Le condizioni di salute di Togliatti erano ormai piuttosto precarie e infatti nel 1964 egli fu colto a Jalta (Crimea) da un ictus apoplettico che l'aveva messo in profondo stato di coma.[24] Frugoni, che si trovava in Svizzera in vacanza, fu immediatamente raggiunto dall'on. Casetta (deputato regionale della Valle d'Aosta) che gli chiese di partire immediatamente verso Jalta, aggiungendo che per frontiere, passaporti ed eventuali complicazioni era già tutto predisposto perfettamente.[24] Una volta arrivato a Jalta Frugoni apprese che le condizioni e le circostanze di Jalta erano state identiche a quelle di Trieste in quanto l'ictus insorse proprio mentre Togliatti teneva una conferenza ai giovani pionieri. La diagnosi di emorragia cerebrale era palese e le possibilità di intervento molto scarse.[25] Qualche giorno dopo, esattamente il 21 agosto, Togliatti morì.[26]
Nel 1927 Guglielmo Marconi subì il primo attacco di Angina Pectoris e a distanza di due anni un nuovo attacco lo colpì mentre era a Gaeta.[27] Una volta stabilitosi a Roma nel 1935, Marconi si pose sotto la sorveglianza del prof. Frugoni il quale lo visitò molto spesso per il ripetersi di attacchi dolorosi che insorgevano anche per piccoli sforzi fisici.[28]
Nel settembre del 1935 Marconi si recò in Brasile per inaugurare la stazione di radiodiffusione Tuppy e durante la cerimonia fu colpito da un attacco. Rientrato a Roma, le sue condizioni fisiche risultarono molto precarie.[28] Frugoni lo indusse allora a restare per qualche tempo in completo riposo fisico e intellettuale ed essendosi reso conto che in quelle condizioni, tanto pericolose, egli aveva assoluto bisogno di una assistenza medica continuativa, affidò il malato al dottor Arnaldo Pozzi per una regolare e quasi quotidiana osservazione.
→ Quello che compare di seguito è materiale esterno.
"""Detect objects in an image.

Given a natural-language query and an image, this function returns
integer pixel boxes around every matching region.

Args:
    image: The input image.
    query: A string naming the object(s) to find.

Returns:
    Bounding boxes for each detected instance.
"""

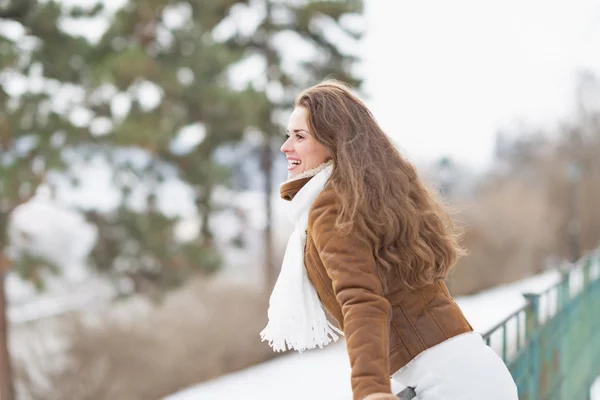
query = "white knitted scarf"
[260,164,342,352]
Nel gennaio del 1937, mentre si disponeva a lasciare Palazzo Venezia, venne colto da un attacco d'angina.[28]
Una notte del mese di marzo Marconi fu colpito da un edema polmonare acuto, che fu purtroppo il primo di una lunga serie.[29] E infatti il 19 luglio fu colpito da un nuovo attacco. Il primo ad arrivare a casa Marconi fu proprio Arnaldo Pozzi: questi, nonostante i farmaci somministrati in urgenza, non riuscì a far cessare il dolore e così si rese conto che doveva trattarsi di un infarto cardiaco grave. Frugoni, fuori Roma per un consulto, arrivò in via Condotti verso le 21, quando Marconi si era leggermente ripreso.[30] Dopo averlo visitato, consigliò di continuare a somministrare vasodilatatori e sedativi e tranquillizzò Marconi dicendogli che il suo stato non era grave, ma che sarebbe rimasto in ospedale per qualche eventualità che si fosse presentata nella notte. Purtroppo nelle ore successive le condizioni peggiorarono. Nel frattempo si era sparsa la voce delle condizioni precarie di Marconi e giungevano messaggi di auguri dalle più alte autorità, anche dallo stesso papa[30]. Verso le 3.45 Marconi mormorò: “Pozzi, mi sento molto male…” e prima ancora che i due medici lo potessero soccorrere il suo cuore smise di battere.[30]
A Roma, gli è intitolata una via nel quartiere EUR, vicino al Parco del Ninfeo.